HOMILY EASTER VIGIL 2022

– Fr. Abbot Brendan Coffey OSB

We have just heard the beginning of the resurrection story; a narrative which is both shocking and amazing. One of the things that makes these accounts so believable is that sense of unexpectedness. The disciples arrive at the empty tomb never having really believed that Jesus would return from death, and now they find themselves in a disturbing new world where anything is possible; and so bright is the light of this new Easter morning that even the familiar face of Jesus is unrecognizable. And so, ‘My hosanna is born of a furnace of doubt.’

The women at the tomb, the apostles, the disciples on the road to Emmaus, all experienced something terribly traumatic. Thomas was not the only one who doubted. The resurrection accounts are full of people getting it wrong. In fact this is one of the few details that all the gospels actually agree on. Mary thinks Jesus’ body was stolen. Peter sees the linen wrappings and has no idea what they mean.

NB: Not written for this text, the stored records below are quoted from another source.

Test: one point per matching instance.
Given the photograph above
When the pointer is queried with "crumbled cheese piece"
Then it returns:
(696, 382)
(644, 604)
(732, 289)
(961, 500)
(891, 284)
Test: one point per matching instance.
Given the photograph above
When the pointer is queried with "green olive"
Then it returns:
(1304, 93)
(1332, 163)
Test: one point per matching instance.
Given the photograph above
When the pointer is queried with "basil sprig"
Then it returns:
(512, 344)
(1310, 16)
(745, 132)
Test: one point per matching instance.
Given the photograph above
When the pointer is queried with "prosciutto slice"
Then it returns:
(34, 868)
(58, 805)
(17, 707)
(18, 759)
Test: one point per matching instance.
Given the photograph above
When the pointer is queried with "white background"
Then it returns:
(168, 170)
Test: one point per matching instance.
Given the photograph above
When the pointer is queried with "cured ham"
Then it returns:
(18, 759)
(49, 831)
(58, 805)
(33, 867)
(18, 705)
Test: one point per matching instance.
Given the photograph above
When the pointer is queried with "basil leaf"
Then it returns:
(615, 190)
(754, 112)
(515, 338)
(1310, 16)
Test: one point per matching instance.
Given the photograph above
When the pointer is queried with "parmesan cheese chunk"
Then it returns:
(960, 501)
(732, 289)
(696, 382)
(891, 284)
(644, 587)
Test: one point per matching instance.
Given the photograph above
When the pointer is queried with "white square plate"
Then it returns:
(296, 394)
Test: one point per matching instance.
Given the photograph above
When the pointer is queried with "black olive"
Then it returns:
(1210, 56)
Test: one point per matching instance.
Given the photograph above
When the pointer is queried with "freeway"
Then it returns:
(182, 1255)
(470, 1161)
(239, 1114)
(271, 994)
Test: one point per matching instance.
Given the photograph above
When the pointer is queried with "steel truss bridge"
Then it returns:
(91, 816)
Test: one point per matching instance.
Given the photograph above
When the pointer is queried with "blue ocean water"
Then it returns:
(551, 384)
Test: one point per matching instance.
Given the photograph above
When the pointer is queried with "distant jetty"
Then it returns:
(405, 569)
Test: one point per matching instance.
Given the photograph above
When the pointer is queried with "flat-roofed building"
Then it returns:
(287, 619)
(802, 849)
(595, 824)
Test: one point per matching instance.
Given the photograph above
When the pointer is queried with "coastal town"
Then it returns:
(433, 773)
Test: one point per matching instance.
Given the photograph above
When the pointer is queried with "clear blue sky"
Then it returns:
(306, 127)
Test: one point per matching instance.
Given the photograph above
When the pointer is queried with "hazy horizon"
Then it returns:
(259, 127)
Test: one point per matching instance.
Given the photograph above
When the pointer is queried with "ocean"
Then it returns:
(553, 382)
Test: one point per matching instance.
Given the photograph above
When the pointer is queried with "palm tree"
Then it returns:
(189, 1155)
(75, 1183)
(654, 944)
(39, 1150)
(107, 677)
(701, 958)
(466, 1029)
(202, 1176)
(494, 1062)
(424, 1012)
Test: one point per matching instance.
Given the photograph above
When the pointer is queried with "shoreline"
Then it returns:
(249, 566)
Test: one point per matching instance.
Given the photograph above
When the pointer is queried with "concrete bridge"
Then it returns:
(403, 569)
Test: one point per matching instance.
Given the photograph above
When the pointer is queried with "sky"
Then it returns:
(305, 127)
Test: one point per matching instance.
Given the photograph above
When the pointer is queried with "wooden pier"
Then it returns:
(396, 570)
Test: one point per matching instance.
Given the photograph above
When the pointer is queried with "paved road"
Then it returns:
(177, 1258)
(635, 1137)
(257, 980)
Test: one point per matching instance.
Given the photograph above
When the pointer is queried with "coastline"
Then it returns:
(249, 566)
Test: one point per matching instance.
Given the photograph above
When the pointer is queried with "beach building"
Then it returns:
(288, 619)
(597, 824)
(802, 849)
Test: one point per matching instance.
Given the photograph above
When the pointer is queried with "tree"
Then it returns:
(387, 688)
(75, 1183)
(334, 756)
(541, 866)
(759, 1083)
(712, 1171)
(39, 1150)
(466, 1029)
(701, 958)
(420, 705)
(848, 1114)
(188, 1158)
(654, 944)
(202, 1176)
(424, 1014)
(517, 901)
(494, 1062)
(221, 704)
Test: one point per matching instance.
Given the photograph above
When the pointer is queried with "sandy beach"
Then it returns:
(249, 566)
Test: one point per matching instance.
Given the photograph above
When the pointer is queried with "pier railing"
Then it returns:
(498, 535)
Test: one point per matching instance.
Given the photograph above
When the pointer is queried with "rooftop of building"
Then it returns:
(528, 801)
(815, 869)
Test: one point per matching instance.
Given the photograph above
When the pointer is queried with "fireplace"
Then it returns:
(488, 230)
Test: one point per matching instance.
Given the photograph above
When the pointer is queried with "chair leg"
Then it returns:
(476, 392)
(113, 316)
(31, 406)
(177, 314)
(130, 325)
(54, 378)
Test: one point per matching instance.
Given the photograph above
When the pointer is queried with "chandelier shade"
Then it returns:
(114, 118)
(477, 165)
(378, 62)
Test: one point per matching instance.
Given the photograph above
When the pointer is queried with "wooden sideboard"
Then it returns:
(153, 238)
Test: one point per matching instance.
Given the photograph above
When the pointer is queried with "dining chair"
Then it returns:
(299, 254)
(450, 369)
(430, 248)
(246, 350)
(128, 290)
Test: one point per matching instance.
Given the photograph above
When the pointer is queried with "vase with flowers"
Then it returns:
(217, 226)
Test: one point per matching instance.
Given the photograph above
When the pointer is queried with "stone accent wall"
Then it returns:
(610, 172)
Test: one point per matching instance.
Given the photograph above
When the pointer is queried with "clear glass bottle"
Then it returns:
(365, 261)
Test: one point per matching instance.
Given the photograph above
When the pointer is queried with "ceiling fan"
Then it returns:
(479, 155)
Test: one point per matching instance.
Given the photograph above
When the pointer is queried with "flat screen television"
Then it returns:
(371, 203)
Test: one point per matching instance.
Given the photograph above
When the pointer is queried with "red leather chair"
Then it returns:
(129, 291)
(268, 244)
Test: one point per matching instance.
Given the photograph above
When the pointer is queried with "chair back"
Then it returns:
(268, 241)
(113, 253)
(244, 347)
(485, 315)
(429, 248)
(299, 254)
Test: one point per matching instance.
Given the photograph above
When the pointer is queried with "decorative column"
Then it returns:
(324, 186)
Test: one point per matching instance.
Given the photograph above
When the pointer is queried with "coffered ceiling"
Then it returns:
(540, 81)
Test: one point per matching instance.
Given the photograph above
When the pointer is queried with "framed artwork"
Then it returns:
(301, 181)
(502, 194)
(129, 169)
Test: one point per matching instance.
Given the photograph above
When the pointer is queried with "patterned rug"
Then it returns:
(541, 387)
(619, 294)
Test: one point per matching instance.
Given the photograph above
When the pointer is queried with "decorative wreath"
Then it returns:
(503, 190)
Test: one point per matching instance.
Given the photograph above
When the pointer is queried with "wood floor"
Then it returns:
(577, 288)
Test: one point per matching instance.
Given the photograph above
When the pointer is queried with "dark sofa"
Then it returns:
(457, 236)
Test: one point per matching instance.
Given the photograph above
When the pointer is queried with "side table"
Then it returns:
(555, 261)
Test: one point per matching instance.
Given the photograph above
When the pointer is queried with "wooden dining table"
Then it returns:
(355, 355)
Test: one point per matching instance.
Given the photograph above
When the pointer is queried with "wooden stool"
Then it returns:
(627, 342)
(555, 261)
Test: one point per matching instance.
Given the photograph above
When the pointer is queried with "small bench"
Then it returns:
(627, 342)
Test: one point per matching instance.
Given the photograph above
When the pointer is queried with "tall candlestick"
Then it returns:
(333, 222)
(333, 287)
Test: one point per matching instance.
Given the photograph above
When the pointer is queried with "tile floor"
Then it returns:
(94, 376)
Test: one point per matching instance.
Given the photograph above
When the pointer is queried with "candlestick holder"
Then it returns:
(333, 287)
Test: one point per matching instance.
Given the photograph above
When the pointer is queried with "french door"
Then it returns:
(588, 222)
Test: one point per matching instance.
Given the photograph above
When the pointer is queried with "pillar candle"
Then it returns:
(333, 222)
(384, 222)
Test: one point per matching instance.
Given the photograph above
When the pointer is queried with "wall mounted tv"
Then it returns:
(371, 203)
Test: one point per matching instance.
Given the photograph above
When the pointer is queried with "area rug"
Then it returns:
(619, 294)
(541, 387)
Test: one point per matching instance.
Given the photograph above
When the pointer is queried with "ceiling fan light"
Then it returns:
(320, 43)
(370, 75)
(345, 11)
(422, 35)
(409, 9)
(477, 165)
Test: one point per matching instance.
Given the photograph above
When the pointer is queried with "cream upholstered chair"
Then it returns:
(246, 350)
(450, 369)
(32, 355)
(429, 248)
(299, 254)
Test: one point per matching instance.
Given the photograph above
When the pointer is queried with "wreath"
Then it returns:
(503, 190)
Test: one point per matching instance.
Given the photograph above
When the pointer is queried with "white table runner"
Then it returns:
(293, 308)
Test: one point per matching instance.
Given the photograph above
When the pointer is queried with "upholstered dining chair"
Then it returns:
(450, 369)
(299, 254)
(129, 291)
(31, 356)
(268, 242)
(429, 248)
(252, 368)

The disciples failed to understand the scriptures or what was really going on. Even after the angels message to the women they were still confused and unconvincing and so the apostles thought their story pure nonsense. You could hardly get more misunderstandings into a couple of pages if you tried. The simple fact is that our minds and our imaginations are far too small to contain the vastness of the mystery of the resurrection. This is why we still descend into jealousy, war, vengeance and so on.

Did you ever wonder what it was like for those first few hours after the empty tomb had been found and Mary of Magdala, the apostle to the apostles, delivered her message? There must have been great uncertainty, half hope and much terror; which of us would really rejoice at the prospect of a miracle that would make us rethink most of what we had taken for granted? Then into that chaos steps a figure before whose face ‘the questions fade away’. Tonight Raffi, you will be baptised into this mystery, sealed with the gift of the Holy Spirit and feast on the bread of angels. You are about to meet the Risen Lord, before whose face ‘the questions fade away’. The world is even more dangerous and strange than before, the future is now quite unimaginable; but there is nothing that can alter the sheer effect of his presence.

How can I experience the presence of the Risen One in a world so full of atrocity and injustice? Yet people in the most extraordinary situations have witnessed to this presence. We might well remember some of them tonight – the people caught up in the war in Ukraine, Christians facing threats and attacks for their faith in different parts of the world; please pray for and think of them. Sometimes people in such situations feel his presence in the middle of what they endure. They feel an overwhelming sense of being where they should be, being rooted in the moment in a way that doesn’t at all blur your honesty about what’s there in front of your eyes but gives you what you need to sit in the presence of horror and grief and live – and so once again, hosanna is born of a furnace of doubt.

On Easter morning, it is as if ‘the fountains of the great deep’ are broken open, and we are allowed to see through this darkness, like Peter and John at the empty tomb, and glimpse for a moment the light of Easter. So now we open the fountain of life, the womb of the Church, and admit Raffi into this great mystery.

Χριστὸς ἀνέστη! Ἀληθῶς ἀνέστη! (Khristós Anésti! Alithós Anésti!) Christ is Risen! He is Risen Indeed!